Others wrote to the newspapers to expose the army’s poor treatment. Colonel George Bell of the 1st (Royal) Regiment drafted a letter to The Times on 28 November:
All the elements of destruction are against us, sickness & death, & nakedness, & uncertain ration of salt meat. Not a drop of Rum for two days, the only stand by to keep the soldier on his legs at all. If this fails we are done. The Communication to Balaklava impossible, knee deep all the way for 6 miles. Wheels can’t move, & the poor wretched starved baggage animals have not strength to wade through the mud without a load. Horses – cavalry, artillery, officers’ chargers & Baggage Animals die by the score every night at their peg from cold & starvation. Worse than this, the men are dropping down fearfully. I saw nine men of 1st Batt[alion] Royal Regt lying Dead in one Tent to day, and 15 more dying! All cases of Cholera … . The poor men’s backs are never dry, their one suit of rags hang in tatters about them, they go down to the Trenches at night wet to the skin, ly there in water, mud, & slush till morning, come back with cramps to a crowded Hosp[ital] Marquee tattered by the storm, ly down in a fetid atmosphere, quite enough of itself to breed contagion, & dy there in agony. This is no romance, it is my duty as a C.O. to see & Endeavour to alleviate the sufferings & privations of my humble but gallant comrades. I can’t do it, I have no power. Everything almost is wanting in this Hospital department, so badly put together from the start. No people complain so much of it as the Medical officers of Regts & many of the Staff doctors too.

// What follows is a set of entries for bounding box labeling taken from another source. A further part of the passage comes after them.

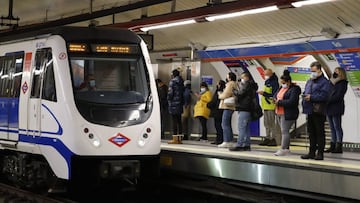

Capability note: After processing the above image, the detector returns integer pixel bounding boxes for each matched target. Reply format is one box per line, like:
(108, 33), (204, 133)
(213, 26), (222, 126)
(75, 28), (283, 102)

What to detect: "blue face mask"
(89, 80), (95, 87)
(310, 72), (319, 79)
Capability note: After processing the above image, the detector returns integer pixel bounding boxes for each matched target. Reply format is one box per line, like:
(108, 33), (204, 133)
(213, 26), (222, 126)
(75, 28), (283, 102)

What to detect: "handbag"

At the end of his letter, which he finished the next day, Bell added a private note to the paper’s editor, inviting him to publish it and ending with the words: ‘I fear to state the real state of things here.’ A watered-down version of the letter (dated 12 December) was published in The Times on the 29th, but even that, Bell later thought, had been enough to ruin his career.17
It was through a report in The Times that the British public first became aware of the terrible conditions suffered by the wounded and the sick. On 12 October readers were startled by the news they took in over breakfast from The Times correspondent in Constantinople, Thomas Chenery, ‘that no sufficient medical preparations have been made for the proper care of the wounded’ who had been evacuated from the Crimea to the military hospital at Scutari, 500 kilometres away. ‘Not only are there not sufficient surgeons – that, it might be urged, was unavoidable – not only are there no dressers and nurses – that might be a defect of system for which no one is to blame – but what will be said when it is known that there is not even linen to make bandages for the wounded?’ An angry leader in The Times by John Delane, the paper’s editor, the next day sparked a rush of letters and donations, leading to the establishment of a Times Crimean Fund for the Relief of the Sick and Wounded by Sir Robert Peel, the son of the former Prime Minister. Many letters focused on the scandal that the army had no nurses in the Crimea – a shortcoming which various well-meaning women now proposed to remedy. Among them was Florence Nightingale, the unsalaried superintendent of the Hospital for Invalid Gentlewomen in Harley Street, a family friend of Sidney Herbert, Secretary at War. She wrote to Mrs Herbert offering to recruit a team of nurses for the East on the same day as her husband wrote to Nightingale asking her to do precisely that: the letters crossed each other in the post.